Paper No. 4
Presentation Time: 2:25 PM

A TALE OF TWO SETTINGS: TWO CONTRASTING EPISODES OF SLIP BEHAVIOR OF THE LEFT-LATERAL GARLOCK FAULT FROM A ROCK-CONSTRAINED 4-D EVOLUTION MODEL, EASTERN CALIFORNIA


ANDREW, Joseph E. and WALKER, J. Douglas, Department of Geology, University of Kansas, Lawrence, KS 66045, jeandrew@ku.edu

The Garlock fault is an active left-lateral fault with total net slip of 64 km. Published slip markers are from Paleozoic and Mesozoic features, much older than the Miocene initiation of slip on the Garlock fault making slip history constraints, fault behavior with time, and underlying tectonic forcing uncertain.
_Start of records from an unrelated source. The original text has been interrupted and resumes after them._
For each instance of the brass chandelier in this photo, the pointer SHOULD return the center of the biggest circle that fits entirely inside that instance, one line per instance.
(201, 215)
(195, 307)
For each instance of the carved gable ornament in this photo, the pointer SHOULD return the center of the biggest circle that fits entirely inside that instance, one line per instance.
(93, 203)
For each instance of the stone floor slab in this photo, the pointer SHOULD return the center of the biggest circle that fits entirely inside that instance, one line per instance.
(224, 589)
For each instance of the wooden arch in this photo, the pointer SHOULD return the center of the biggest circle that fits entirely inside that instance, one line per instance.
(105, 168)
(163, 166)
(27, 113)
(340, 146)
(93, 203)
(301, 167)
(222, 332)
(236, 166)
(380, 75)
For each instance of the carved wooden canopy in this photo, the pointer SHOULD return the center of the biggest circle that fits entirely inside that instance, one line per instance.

In addition, the Garlock fault crosses the active Eastern California shear zone (ECSZ) and it bounds the western central Basin and Range (WCBR) from the Mojave Desert (MD). This study identifies numerous Cenozoic age offset markers along the central portion of the Garlock fault (CGF) and adjacent faults in the WCBR and MD. The combination of new ages and kinematic data allows a much more detailed understanding of CGF structure and slip history. The results show that the CGF is a fault zone up to 20 km wide recording two distinct episodes of deformation. Left-lateral slip of 8 km occurred on one CGF fault during slip initiation in the Late Miocene. The early fault did not localize sedimentation patterns, as south-derived arkosic sediment occurs in similar basins with similar paleocurrents to the north and south of the CGF. This slip was contemporaneous with normal faulting in the adjacent WCBR. The younger slip episode began in the Pliocene and is still active. Slip occurs on many structures within the CGF for a total sinistral offset of 56 km. Fault slip on numerous NW-trending dextral and dextral-oblique ECSZ faults in the WCBR and MD is contemporaneous with the CGF. The younger sedimentation system is very different in that local sources are dominant and sediments are deposited in restricted basins along the CGF, some of which have been subsequently uplifted. The CGF zone rotates ~20º clockwise during this slip episode. We interpret the dynamics of the two deformation episodes of the CGF as (1) left-lateral accommodation of WSW-directed extensional faulting in the WCBR and (2) reactivation of a coherent, but frictionally weak CGF during NW-directed dextral shear of the ECSZ. The slip and rotation of the CGF during the second episode appears to account for all of the dextral shear in the ECSZ, thus allowing an overall through-going dextral shear zone with the embedded CGF as an unbroken discontinuity. Lastly, we agree with previous workers that the Garlock fault may be localized by late Mesozoic lithospheric disruption.